Attirée d’abord par la qualité et le prix de ces produits venus d’ailleurs, la clientèle canadienne se familiarise avec les produits et les Libanais, tandis que la communauté libanaise s’accroît. Les deux phénomènes se conjuguent pour susciter l’intérêt de chaînes purement canadiennes de supermarchés, comme Loblaws, IGA, Provigo, Metro. Le groupe s’enrichit alors d’une nouvelle société, Phoenicia, qui assure désormais l’importation et la distribution, avec une succursale à Toronto. Ses activités s’étendent jusqu’aux États-Unis.
Pour faire face à la demande, le groupe crée sa propre branche production, notamment de graines et de légumineuses, d’une conserverie. Et, de ce fait, attire l’attention et l’intérêt des responsables canadiens, en tant qu’exportateur de produits désormais labélisés “canadiens”. Le groupe compte déjà plus de 650 salariés.

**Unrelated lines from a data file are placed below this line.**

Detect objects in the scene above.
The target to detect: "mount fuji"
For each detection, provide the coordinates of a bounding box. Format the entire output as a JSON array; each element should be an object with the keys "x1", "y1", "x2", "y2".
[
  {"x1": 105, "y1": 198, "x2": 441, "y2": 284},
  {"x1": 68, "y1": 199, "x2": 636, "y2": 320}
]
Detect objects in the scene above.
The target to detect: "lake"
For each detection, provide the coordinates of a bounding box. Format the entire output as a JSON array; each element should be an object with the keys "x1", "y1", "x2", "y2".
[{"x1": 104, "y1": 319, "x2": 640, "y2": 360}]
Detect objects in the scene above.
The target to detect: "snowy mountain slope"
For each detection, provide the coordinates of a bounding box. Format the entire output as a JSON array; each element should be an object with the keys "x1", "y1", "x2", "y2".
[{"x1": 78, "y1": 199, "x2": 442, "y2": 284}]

Dans quelques mois, un nouveau “Marché Adonis” verra le jour sur l’Acadie, plus grand que l’ancien, et sur plusieurs niveaux.

Plébiscité à la télé

Comment expliquer cette réussite ? Peut-être en disant que Jamil Cheaib a eu la bonne idée, au bon moment, au bon endroit. Ce concept de magasin combinant à la fois produits “ethniques” – selon le terme à la mode – et marché canadien était nouveau. En outre, le Canada est un pays où qui veut, peut, et où les facilités d’entreprendre sont nombreuses. Sans compter que les Libanais s’y intègrent facilement, s’adaptent aux usages et aux lois, et que les Québécois, comme le note Jamil Cheaib, sont simples et ouverts. Il précise, parmi les raisons du succès, le caractère familial du groupe, et le fait que même sur un bien plus petite échelle, la famille était déjà au Liban dans le même secteur commercial. La relève est d’ores et déjà assurée, Jamil Cheaib a trois enfants : Georges, 11 ans, Andrew, 9 ans, et Joey, 7 ans.
Il y a trois ans, la télévision canadienne avait choisi trois chefs d’entreprise immigrés qui avaient réussi brillamment au Canada. L’un venait de Taïwan, l’autre d’Europe de l’Est et le troisième était Jamil Cheaib. Son commentaire aujourd’hui : les Libanais ont réussi au Canada, mais ils sont un peu oubliés dans la mère patrie. Pour remédier à l’éloignement et à l’indifférence, un groupe de chefs d’entreprise d’origine libanaise tente de mettre sur pied un club libanais, une Chambre de commerce libano-canadienne.